Social media has taken an extremely large role in all of our lives, but there are many issue with it, mainly with the way that we consume content. Infinite scrolling, for one, makes it very frictionless for us to keep browsing, and so we end up staying longer on a site even if we aren't getting much benefit anymore. Other sites like facebook will constantly give you different content if you refresh, keeping you reading. These sites also end up becoming an echo chamber either through automatic content recommendations, or through the people that you follow, you only really hear opinions from those that you agree with.
In addition, with misinformation at an all time high, we need to encourage others to research into topics that they're unfamiliar with or want to learn more about. Browser serves as an alternative content delivery platform that seeks to solve these issues.
What it does
You can enter a topic that you're interested in, or choose for a list of trending topics. In this case, the source for posts is Twitter. As opposed to the traditional infinite scrolling of other social media platforms, Browsr displays posts in pages, which discourages long periods of browsing. In addition, posts for topics are cached, so refreshing will give you the same set of posts (though the website does randomize the order). These posts may then be updated periodically.
To encourage a consumption of a wide range of opinions, posts are labeled with the polarity of each post, and the website curates posts to cover a wide range of opinions in a wide range of sentiments. The level polarity is shown clearly to the user (but which side it's on is hidden) through a red glow, which allows the user to seek out more or less extreme opinions, but prevents the user from picking sides. But, polar comments aren't always valuable to conversation, so Browsr automatically filters out toxic comments.

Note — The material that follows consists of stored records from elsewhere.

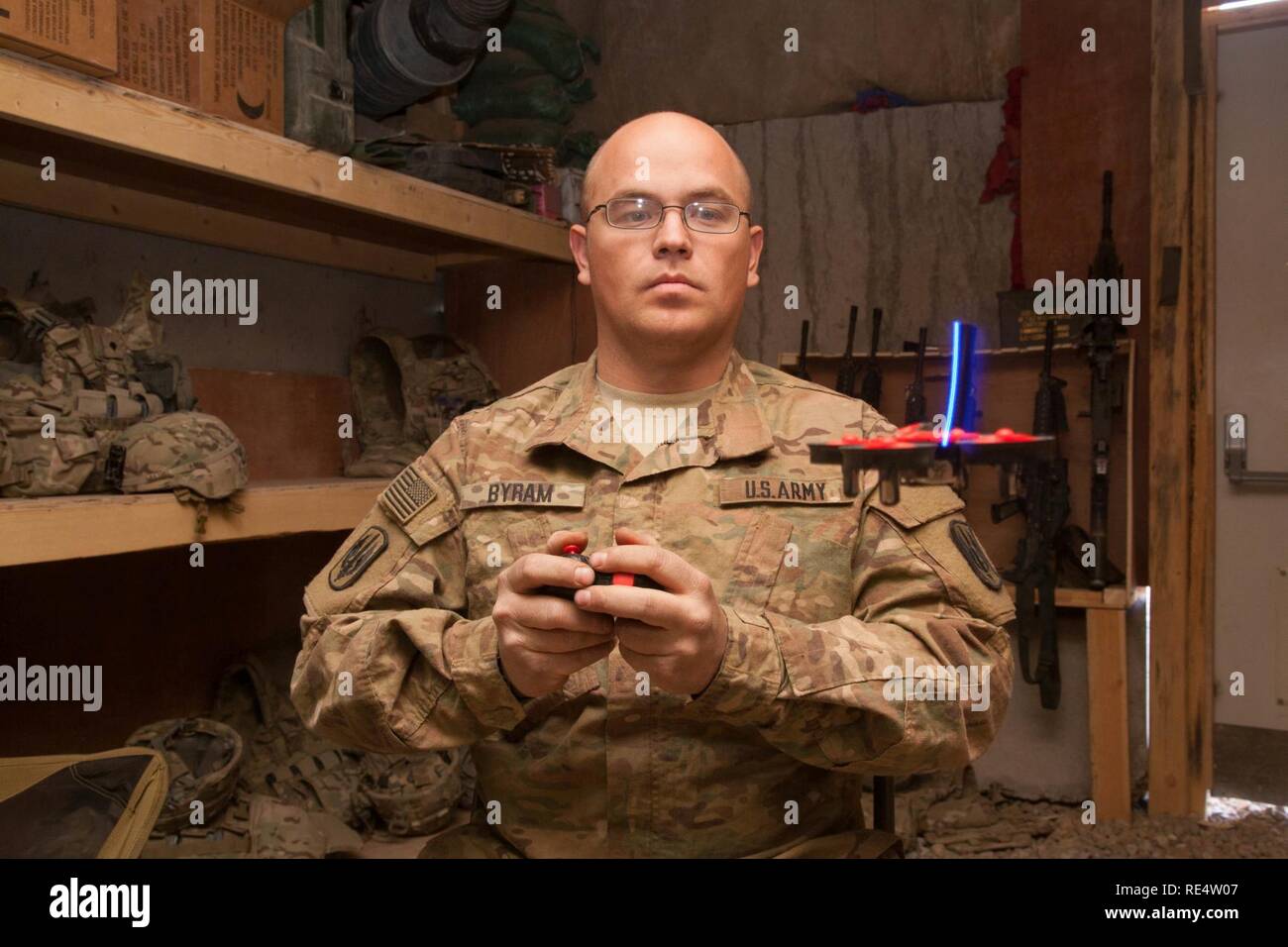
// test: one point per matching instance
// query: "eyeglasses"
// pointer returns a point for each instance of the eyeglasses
(645, 213)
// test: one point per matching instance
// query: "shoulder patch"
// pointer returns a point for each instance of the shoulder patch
(360, 554)
(408, 493)
(967, 544)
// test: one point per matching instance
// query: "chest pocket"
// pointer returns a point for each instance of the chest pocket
(797, 551)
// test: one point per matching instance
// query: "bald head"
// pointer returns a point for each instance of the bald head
(618, 159)
(668, 294)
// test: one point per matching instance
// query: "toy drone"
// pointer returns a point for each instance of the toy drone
(913, 447)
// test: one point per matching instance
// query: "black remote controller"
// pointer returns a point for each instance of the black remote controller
(600, 579)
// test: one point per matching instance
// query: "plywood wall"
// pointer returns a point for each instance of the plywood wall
(724, 60)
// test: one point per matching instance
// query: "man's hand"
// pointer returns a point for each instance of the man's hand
(678, 635)
(542, 639)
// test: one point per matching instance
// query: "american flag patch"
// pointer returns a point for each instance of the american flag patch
(407, 495)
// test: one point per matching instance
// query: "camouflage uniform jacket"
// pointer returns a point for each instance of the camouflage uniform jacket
(823, 594)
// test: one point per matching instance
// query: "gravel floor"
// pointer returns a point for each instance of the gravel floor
(940, 819)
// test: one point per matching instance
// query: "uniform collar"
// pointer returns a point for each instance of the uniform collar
(730, 424)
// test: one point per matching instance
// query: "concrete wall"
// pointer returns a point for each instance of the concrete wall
(724, 59)
(853, 215)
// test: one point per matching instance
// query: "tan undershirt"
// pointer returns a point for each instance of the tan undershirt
(643, 401)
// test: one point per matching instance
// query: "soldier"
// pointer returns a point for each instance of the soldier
(795, 641)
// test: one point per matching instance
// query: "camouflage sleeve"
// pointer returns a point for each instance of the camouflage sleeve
(387, 663)
(915, 680)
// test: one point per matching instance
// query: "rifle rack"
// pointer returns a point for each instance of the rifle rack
(1006, 399)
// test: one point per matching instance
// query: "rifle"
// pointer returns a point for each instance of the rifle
(1046, 506)
(848, 369)
(800, 369)
(871, 388)
(914, 401)
(1099, 342)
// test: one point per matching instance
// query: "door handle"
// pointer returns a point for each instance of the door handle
(1236, 455)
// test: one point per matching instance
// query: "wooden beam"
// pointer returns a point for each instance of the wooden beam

In addition, to encourage researching, the website makes it as easy as possible by allowing the user to simply select a keyword that they'd like to learn more about and press control+q to add it to their list. They can also press the "plus" button to use the machine learning algorithm to automatically extract the interesting keywords out of a post. They then can enter how much time they have and be presented with a curated list of articles that match their interests. The website extracts the most valuable information through both traditional heuristics like article length and only using major news sources and machine learning based algorithms like subjective language detection and automatic text summarization.
How I built it
The website is hosted with Python and Flask. Redis was used to task queuing. Tweepy is used to interface with the twitter API, and much of the natural language processing is done through the TextBlob library. The toxic comment classification is done through a deep learning model called a Bidirectional LSTM. The LSTM was used as it has been shown to be powerful in processing time series data. A bidirectional LSTM processes the text in both a left to right and right to left fashion, giving it a wider range of context. A major part of this deep learning model are the text embeddings. A method is needed to convert the words, which are sparse categorical variables, to dense, less high dimensional vectors. Embeddings train a mapping from the categorical variables to dense vectors. Pretrained embeddings are embeddings that have already been trained on another task, so they already have meaning. The embeddings used in this project is a concatenation of the fasttext crawl vectors and Stanford's GloVe embeddings. The model was trained on the Jigsaw toxic comment dataset, which contains ~200000 comments.
Challenges I ran into
Building a fluid interface that incorporated all of the backend processing was difficult, so I needed to spend a significant portion of time developing that. The twitter API also has significant limits, especially in terms of rate-limiting.
Accomplishments that I'm proud of
The polarity curation worked much better than I expected. The interface that integrates it also works much more smoothly than I expected.
What I learned
I strengthened my skills in web development, especially in working with the backend processing.
What's next for Browsr
I want to fine tune some of the natural language processing algorithms used in this website.